I asked Claude to build a test case generator. Same approach: a pipeline that takes system requirements and generates test cases across the V-Model: Unit, Integration, System, Acceptance tests.
Again, I wanted full control over prompts. Again, Claude complied.
Now I had two pipelines that connected:
• UC1: Customer Requirements → System Requirements
• UC2: System Requirements → Test Cases
Seeing that in action made me realize: these aren’t independent tools – they form a system. UC1 creates the requirements that UC2 needs. The validation criteria from UC1 inform the test generation in UC2. The traceability matrix connects them. Changes in one cascade to the other.
This is not the future anymore; we are living it.
Claude built these pipelines in minutes. This is not production-ready by any means, however this is a proof of concept. They show what’s possible today, right now, with technology anyone can access.
Not magic. Not science fiction. Just structured prompts, clear architecture, and an LLM that can follow instructions. The question shifted from “Can AI do this?” to “How do we design this to actually work?” As I mentioned earlier, What I built was a pipeline, not an autonomous agent. That distinction matters.
A pipeline is a sequence of controlled steps. Each prompt is defined, visible, and editable. As engineers, we decide how each step works.
Autonomous agents may produce results, but the process remains opaque. Without visibility into how decisions are made, you cannot debug or systematically improve the system. In safety-critical systems, autonomy without traceability is not innovation – it is risk.
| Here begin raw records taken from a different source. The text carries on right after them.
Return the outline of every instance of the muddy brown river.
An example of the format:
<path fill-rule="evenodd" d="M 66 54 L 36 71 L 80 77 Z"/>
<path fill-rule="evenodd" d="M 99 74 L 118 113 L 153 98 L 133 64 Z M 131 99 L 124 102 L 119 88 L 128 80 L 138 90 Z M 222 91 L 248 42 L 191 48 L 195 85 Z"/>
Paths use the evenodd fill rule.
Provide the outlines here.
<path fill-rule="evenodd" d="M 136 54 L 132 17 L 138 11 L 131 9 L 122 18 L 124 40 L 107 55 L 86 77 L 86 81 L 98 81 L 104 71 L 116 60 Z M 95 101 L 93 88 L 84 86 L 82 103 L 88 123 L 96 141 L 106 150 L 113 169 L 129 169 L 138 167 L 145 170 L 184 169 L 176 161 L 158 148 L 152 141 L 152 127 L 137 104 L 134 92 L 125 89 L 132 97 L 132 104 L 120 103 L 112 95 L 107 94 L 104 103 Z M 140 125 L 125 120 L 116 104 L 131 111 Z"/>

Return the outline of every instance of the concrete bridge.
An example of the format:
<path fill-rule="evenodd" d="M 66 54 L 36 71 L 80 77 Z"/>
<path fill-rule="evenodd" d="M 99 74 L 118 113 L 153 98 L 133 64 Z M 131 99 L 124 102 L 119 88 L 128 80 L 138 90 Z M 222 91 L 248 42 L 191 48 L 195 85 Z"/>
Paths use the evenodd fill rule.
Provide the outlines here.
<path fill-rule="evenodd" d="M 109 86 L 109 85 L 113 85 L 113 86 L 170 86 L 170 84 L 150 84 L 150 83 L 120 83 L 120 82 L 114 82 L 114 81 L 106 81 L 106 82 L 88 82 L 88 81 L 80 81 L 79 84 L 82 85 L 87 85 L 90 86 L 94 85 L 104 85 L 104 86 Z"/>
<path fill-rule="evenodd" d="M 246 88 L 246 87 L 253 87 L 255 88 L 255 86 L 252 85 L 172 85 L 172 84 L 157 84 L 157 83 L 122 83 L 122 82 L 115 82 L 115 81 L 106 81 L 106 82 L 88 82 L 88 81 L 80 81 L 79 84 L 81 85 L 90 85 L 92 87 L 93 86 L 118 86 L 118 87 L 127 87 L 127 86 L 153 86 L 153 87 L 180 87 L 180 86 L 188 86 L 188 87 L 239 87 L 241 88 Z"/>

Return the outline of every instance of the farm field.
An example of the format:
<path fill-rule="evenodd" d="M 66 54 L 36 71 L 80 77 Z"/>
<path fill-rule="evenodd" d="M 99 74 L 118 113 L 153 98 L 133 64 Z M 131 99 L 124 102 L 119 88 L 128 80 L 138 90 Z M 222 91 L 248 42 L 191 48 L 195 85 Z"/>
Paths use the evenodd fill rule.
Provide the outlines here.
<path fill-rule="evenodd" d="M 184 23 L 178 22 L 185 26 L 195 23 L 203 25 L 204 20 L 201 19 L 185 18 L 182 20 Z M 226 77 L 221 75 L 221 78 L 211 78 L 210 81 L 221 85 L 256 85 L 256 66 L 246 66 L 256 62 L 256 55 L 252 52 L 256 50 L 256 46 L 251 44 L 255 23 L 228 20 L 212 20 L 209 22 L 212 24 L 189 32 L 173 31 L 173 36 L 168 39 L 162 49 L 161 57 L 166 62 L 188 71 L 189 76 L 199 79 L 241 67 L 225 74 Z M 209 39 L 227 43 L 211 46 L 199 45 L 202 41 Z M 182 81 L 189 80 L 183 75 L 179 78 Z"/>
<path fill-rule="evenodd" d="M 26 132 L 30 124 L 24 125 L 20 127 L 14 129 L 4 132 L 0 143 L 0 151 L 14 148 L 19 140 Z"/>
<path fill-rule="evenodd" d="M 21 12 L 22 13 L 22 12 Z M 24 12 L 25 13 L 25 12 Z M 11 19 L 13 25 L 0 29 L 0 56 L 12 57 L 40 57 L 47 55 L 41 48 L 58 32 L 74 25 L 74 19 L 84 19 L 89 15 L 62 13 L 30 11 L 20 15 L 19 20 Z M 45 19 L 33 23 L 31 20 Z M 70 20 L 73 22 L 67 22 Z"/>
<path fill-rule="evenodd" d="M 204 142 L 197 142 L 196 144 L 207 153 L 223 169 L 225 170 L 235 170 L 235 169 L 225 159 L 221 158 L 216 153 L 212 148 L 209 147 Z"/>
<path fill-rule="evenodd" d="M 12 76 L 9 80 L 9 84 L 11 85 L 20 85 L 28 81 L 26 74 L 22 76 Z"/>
Furthermore, LLMs are non-deterministic. If you run the same prompt twice, you get different answers. That’s how they work – there’s randomness built into the generation process. For creative writing? That’s fine, even desirable. For requirements that are used in safety-critical systems? That’s a big no-go.
Non-determinism is acceptable - as long as control and validation are in place. This is how we can make it work:
1. Human validation is mandatory
It is important to highlight here, engineers review every output. The AI suggests & humans decide. That’s the workflow.
For example: If an AI-generated requirement says: “The system SHALL respond in less than 2 seconds” and the engineer knows the hardware can’t support that - they can change it.
The AI isn’t making final decisions. It’s doing mechanical work that humans then verify.
2. Pipelines give you visibility
Because each step is explicit, you can see exactly what happened:
• Step 1: interpreted the customer requirement
• Step 2: structured it in IEEE 830 format
• Step 3: checked it against IREB criteria
• Step 4: found a potential conflict with SR-042
You can trace the output. You can see where it went wrong. You can fix the prompt at Step 3 if it’s producing false information.
It seems that autonomous agent, cannot give you that degree of visibility. Additionally, how do we know that the agent knows that the hardware doesn’t support 2 seconds response time?
Currently, agents give you a result. You don’t know what path it took. You don’t know what it considered and rejected. You can’t debug it. You can’t improve it systematically.
This shows the bigger picture:
Systems people don’t understand are systems they can’t control. This implies we need to ensure that we build systems that are transparent so we can trust them and use them. The experiment did not prove that AI can replace engineering work. It showed something more important.
The value is not in the AI itself, but in how it is structured.
When AI is treated as a controllable system—broken into steps, with visible logic and human validation—it becomes usable in engineering contexts. Not because it is perfect, but because it is understandable.
That is the shift: AI is no longer just a tool. It becomes part of the system we design.
If we can capture engineering decisions, patterns, and feedback from everyday work and turn them into structured, reusable knowledge, then AI becomes a mechanism for scaling expertise rather than replacing it.